Savvy private equity investors are going to appoint board members who understand the risk and have the skills and experience to provide appropriate governance. They are going to require executives to develop ongoing processes to protect reputation, including continual assessment of stakeholder groups and their ever-changing expectations.
This ongoing assessment of stakeholder priorities and sensitivities is crucial, as our fast-moving culture continually changes the rules. Reputational tornados like gender pay, gun ownership and the #metoo movement are all examples. The Business Council’s recent admonition that the purpose of a corporation is to serve communities, employees and the environment — “serving all Americans” — as much as shareholders is also part of this phenomenon, placing added pressure on boards to understand the expectations of these disparate stakeholder groups and build systems that protect reputational value.
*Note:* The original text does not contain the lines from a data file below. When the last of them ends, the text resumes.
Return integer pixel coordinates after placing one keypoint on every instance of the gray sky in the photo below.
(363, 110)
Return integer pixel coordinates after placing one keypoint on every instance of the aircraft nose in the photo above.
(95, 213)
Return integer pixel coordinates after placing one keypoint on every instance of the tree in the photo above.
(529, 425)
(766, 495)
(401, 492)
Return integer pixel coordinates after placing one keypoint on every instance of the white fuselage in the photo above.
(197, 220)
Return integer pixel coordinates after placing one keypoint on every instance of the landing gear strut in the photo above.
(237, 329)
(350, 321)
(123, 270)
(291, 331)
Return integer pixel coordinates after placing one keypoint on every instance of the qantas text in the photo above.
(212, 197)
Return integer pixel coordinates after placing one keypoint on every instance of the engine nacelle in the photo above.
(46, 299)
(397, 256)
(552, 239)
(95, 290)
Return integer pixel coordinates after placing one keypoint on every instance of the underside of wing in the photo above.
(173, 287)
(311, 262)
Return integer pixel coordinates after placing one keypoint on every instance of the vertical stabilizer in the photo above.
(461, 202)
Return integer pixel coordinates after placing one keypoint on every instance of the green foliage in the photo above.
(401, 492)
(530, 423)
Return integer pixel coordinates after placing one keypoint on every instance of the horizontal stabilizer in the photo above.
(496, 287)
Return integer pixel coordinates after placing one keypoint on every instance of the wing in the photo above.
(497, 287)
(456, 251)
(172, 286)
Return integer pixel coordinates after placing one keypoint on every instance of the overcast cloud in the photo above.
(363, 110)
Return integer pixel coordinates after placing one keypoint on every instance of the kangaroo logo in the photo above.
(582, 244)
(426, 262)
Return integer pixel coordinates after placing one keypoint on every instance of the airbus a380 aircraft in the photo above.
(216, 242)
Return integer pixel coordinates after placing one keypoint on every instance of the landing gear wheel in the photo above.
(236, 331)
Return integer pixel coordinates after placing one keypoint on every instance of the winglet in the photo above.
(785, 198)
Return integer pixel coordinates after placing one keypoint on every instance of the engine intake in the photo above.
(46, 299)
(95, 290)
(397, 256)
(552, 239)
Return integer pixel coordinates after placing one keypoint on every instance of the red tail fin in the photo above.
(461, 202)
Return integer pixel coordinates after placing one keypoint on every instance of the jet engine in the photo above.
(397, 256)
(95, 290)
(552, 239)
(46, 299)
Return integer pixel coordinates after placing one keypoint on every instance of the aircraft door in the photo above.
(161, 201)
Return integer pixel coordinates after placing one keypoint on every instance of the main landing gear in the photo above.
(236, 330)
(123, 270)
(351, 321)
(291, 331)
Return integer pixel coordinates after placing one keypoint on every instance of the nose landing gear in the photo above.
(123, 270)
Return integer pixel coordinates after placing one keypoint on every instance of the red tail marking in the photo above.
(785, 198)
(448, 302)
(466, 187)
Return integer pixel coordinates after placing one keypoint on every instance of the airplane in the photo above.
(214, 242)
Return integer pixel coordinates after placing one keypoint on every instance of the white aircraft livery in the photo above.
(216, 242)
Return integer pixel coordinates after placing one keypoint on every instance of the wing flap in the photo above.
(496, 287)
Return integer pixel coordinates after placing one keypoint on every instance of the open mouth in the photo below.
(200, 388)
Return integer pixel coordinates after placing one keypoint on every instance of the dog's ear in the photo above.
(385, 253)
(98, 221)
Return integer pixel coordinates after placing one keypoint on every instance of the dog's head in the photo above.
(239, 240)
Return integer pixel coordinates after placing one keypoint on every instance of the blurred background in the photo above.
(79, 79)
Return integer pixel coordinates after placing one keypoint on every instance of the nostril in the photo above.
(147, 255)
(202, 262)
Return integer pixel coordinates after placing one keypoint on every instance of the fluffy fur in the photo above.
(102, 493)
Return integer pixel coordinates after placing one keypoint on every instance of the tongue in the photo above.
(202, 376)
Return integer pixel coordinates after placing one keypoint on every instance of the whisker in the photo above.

Companies that avoid the reputational land mines in our society are ones with processes that facilitate being alert to the subtle signs of lurking reputational crises. And when a potential crisis does hit, effective boards have protocols already in place to coordinate a response.
Investors are going to want to see evidence of a culture that welcomes honest self-assessment, and that is open to engaging objective, outside experts to help the board and leadership determine whether they are truly on top of changing expectations. Additionally, they are going to want to be prepared with a clear and compelling narrative, backed by third-party warranties, demonstrating both good corporate governance and effective enterprise reputation risk management — deterring and mitigating reputational attacks.
Private equity firms know it is in their own self-interest to ensure the reputational resilience of companies they invest in. Companies positioning themselves to be attractive to these investors need to be able to provide them with a level of comfort that they understand their reputational risks and are managing them effectively
Dr. Nir Kossovsky is CEO of Steel City Re, which analyzes the reputational strength and resilience of companies and provides tools and insurances to protect those companies, their officers and directors against financial losses when reputational crises occur.